Introduction and Scope
My Motivation
Goals
Technical Components
Environment Setup
Configuration File Management
Running the Snake Game
Running the AI Snake Game
Understanding the Reward System
AI Snake Game Keyboard Shortcuts
Codebase Architecture
Introducing the Concept of Level 2
Introducing the Level 2 Neural Network Architecture
Introducing the Dynamic Neural Network Architecture
Command Line Options
Specifying Numbers of Nodes and Layers
Adding Layers On The Fly
Adding Dropout Layers
Matplotlib Game Score Plot
Using Batch Scripts to Fine Tune Hyperparameters
Highscore Files
Limitations and Lessons Learned
Links
Credits and Acknowledgements

Introduction and Scope

This project is based on the classic Snake Game where the player uses the arrow keys to control a snake.

AI Snake Game Screenshot

As the snake moves, the goal of the game is to maneuver the snake so that it eats the food. Every time the snake eats a block of food it grows one segment. The game ends when the snake hits the edge of the screen or the food. The score corresponds to the number of food chunks the snake has eaten.

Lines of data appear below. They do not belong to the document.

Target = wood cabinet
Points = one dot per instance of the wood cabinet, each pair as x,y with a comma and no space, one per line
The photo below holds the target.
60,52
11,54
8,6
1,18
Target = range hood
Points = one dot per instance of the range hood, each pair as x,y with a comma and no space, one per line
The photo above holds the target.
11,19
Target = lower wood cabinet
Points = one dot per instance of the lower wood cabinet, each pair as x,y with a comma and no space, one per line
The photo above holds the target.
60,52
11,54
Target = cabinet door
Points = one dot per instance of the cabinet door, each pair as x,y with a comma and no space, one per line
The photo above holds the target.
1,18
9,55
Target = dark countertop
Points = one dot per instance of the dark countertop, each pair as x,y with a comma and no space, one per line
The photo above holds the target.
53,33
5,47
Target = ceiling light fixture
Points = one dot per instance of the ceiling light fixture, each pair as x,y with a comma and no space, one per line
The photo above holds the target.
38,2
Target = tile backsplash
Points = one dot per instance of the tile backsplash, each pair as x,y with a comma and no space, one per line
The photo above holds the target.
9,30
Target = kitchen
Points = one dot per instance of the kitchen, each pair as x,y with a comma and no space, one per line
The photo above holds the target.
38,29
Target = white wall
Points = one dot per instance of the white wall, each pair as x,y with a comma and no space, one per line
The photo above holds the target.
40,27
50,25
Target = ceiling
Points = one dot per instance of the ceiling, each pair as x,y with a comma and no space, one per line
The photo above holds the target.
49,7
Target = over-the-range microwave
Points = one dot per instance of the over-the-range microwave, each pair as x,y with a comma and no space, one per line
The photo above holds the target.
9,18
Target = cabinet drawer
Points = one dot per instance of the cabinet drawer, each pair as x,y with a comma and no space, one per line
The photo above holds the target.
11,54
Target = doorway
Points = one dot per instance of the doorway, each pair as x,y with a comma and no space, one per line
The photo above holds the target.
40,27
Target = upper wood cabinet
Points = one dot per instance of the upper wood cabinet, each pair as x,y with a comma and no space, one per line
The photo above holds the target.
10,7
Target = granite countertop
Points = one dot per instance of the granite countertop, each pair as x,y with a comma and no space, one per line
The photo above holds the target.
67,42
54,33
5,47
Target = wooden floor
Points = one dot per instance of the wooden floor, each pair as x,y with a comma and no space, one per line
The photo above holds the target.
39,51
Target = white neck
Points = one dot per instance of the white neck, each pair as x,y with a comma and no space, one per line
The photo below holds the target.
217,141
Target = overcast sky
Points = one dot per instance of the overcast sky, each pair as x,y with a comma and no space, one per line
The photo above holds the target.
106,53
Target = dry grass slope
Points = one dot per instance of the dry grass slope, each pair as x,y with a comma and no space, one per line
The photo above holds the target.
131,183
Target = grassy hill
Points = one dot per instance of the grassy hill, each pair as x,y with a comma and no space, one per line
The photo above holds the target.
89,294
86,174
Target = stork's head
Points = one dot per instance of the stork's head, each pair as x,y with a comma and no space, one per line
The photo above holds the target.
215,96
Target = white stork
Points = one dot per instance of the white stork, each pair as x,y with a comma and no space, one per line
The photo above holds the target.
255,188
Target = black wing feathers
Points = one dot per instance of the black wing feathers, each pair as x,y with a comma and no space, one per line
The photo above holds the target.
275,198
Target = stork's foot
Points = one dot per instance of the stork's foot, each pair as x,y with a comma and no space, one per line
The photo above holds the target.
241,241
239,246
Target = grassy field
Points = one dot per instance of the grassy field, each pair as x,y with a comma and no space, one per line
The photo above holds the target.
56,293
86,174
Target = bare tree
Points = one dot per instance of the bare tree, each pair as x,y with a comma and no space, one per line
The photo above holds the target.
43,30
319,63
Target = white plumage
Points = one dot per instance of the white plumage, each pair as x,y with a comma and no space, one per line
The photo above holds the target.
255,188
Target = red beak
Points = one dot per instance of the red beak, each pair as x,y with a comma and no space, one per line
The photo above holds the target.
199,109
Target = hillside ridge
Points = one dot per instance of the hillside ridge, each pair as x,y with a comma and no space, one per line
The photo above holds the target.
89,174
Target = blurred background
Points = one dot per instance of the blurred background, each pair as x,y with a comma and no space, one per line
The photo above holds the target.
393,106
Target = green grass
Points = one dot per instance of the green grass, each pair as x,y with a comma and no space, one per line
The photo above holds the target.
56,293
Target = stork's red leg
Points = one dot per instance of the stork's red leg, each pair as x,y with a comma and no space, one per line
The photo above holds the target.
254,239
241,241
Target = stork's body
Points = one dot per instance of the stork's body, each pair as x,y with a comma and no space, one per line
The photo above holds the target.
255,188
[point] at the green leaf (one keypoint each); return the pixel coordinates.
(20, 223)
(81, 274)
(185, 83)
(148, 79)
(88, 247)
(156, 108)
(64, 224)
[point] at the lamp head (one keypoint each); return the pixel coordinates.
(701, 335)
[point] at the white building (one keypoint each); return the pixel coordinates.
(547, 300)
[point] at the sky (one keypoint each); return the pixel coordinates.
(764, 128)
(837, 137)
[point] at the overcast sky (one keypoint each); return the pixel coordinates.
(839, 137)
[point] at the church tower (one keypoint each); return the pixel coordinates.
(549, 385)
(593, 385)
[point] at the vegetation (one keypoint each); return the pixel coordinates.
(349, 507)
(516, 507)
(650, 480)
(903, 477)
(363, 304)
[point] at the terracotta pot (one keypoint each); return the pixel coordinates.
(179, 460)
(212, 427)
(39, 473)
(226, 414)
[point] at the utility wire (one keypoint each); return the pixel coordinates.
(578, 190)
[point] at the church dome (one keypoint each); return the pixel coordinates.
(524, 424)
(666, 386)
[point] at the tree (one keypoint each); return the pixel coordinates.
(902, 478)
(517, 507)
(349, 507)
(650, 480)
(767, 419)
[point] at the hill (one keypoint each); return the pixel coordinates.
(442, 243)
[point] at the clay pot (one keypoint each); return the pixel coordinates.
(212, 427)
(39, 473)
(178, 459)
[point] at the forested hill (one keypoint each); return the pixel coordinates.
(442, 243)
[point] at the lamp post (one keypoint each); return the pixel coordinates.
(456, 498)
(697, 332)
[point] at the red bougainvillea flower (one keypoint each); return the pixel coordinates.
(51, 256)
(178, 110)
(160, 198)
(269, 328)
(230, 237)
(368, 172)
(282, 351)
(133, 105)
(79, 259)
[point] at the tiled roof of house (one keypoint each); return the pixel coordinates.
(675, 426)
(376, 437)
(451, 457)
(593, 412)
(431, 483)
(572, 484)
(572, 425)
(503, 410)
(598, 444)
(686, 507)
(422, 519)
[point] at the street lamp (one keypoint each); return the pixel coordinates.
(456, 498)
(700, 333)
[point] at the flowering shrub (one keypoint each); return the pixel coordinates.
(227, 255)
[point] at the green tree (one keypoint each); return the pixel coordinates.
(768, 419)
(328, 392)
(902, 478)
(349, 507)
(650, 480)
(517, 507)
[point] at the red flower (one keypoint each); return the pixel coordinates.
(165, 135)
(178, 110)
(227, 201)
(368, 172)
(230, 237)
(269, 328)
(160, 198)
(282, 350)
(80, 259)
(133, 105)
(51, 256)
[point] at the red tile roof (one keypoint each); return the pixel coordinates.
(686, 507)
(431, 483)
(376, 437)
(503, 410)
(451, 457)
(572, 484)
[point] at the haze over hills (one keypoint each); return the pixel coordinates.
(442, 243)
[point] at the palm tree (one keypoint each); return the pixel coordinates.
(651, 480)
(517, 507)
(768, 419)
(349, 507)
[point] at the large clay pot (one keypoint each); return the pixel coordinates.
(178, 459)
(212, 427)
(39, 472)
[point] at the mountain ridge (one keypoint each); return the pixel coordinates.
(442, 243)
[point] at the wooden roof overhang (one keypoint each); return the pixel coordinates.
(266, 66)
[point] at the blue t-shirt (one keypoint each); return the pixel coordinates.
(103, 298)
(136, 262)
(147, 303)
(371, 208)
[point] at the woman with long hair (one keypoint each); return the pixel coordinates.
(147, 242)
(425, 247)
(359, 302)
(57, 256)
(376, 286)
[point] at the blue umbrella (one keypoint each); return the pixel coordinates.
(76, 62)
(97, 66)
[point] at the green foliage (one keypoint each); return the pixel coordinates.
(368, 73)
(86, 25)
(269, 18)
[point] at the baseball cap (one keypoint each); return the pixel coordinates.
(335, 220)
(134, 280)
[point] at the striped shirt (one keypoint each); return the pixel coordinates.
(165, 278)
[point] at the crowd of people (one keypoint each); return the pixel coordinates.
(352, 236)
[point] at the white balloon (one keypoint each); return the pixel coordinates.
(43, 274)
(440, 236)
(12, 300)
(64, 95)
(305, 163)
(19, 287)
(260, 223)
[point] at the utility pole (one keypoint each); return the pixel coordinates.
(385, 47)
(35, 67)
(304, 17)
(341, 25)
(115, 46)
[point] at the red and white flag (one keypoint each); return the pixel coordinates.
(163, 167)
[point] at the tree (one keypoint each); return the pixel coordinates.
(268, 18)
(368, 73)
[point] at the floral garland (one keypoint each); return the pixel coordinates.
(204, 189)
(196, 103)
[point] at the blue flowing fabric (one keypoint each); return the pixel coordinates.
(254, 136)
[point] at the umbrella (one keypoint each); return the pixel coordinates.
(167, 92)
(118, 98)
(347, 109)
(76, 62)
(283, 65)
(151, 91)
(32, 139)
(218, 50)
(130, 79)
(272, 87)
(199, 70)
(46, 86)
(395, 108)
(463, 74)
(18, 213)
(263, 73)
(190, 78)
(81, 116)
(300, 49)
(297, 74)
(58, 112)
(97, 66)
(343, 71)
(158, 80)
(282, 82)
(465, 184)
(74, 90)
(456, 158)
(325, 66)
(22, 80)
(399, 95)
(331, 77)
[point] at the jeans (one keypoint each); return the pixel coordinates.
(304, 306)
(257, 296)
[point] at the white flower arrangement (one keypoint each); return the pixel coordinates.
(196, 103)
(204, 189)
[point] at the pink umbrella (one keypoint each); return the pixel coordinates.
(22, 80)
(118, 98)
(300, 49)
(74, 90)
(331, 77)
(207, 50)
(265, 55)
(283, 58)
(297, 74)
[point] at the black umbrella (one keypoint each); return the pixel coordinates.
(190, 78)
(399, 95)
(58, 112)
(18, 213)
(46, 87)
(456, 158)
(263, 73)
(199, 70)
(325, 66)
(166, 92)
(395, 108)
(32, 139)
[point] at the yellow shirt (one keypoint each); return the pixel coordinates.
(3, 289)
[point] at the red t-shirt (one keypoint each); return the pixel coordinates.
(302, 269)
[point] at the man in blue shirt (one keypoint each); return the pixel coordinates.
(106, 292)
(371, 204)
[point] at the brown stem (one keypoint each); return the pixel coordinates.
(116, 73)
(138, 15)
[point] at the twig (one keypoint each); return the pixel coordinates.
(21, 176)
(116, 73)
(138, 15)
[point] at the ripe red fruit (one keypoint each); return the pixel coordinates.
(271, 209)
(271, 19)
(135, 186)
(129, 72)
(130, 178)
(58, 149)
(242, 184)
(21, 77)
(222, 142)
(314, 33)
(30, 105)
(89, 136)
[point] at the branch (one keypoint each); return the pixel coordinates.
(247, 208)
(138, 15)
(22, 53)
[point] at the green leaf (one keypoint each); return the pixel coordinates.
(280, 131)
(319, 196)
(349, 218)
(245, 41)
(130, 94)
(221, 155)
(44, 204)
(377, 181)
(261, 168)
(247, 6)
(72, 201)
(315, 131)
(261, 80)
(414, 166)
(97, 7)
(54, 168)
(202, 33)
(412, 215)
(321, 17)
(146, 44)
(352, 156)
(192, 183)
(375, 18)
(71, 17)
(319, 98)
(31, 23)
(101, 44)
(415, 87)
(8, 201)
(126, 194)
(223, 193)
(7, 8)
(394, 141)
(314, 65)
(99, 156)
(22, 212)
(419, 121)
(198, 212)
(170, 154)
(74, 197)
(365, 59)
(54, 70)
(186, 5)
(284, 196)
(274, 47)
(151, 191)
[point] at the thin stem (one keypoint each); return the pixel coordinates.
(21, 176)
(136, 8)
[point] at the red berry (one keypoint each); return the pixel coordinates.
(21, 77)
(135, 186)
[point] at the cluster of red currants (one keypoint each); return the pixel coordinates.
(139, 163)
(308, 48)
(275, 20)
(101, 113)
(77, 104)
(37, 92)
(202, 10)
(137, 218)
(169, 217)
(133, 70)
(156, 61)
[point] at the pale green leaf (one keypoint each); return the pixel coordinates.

The AI Snake Game has an AI controlling the snake. At the beginning of the game the AI is pretty terrible, but after about twenty-five games it has a length of eight and after a couple hundred or more games it can achieve scores of forty or more!

My Motivation

It is clear to me that the next new thing is Artificial Intelligence. It’s amazing how quickly it is pervading society! AI assistants, AI generated content writing, images and film. Self driving cars, movie recomendations and market analysis.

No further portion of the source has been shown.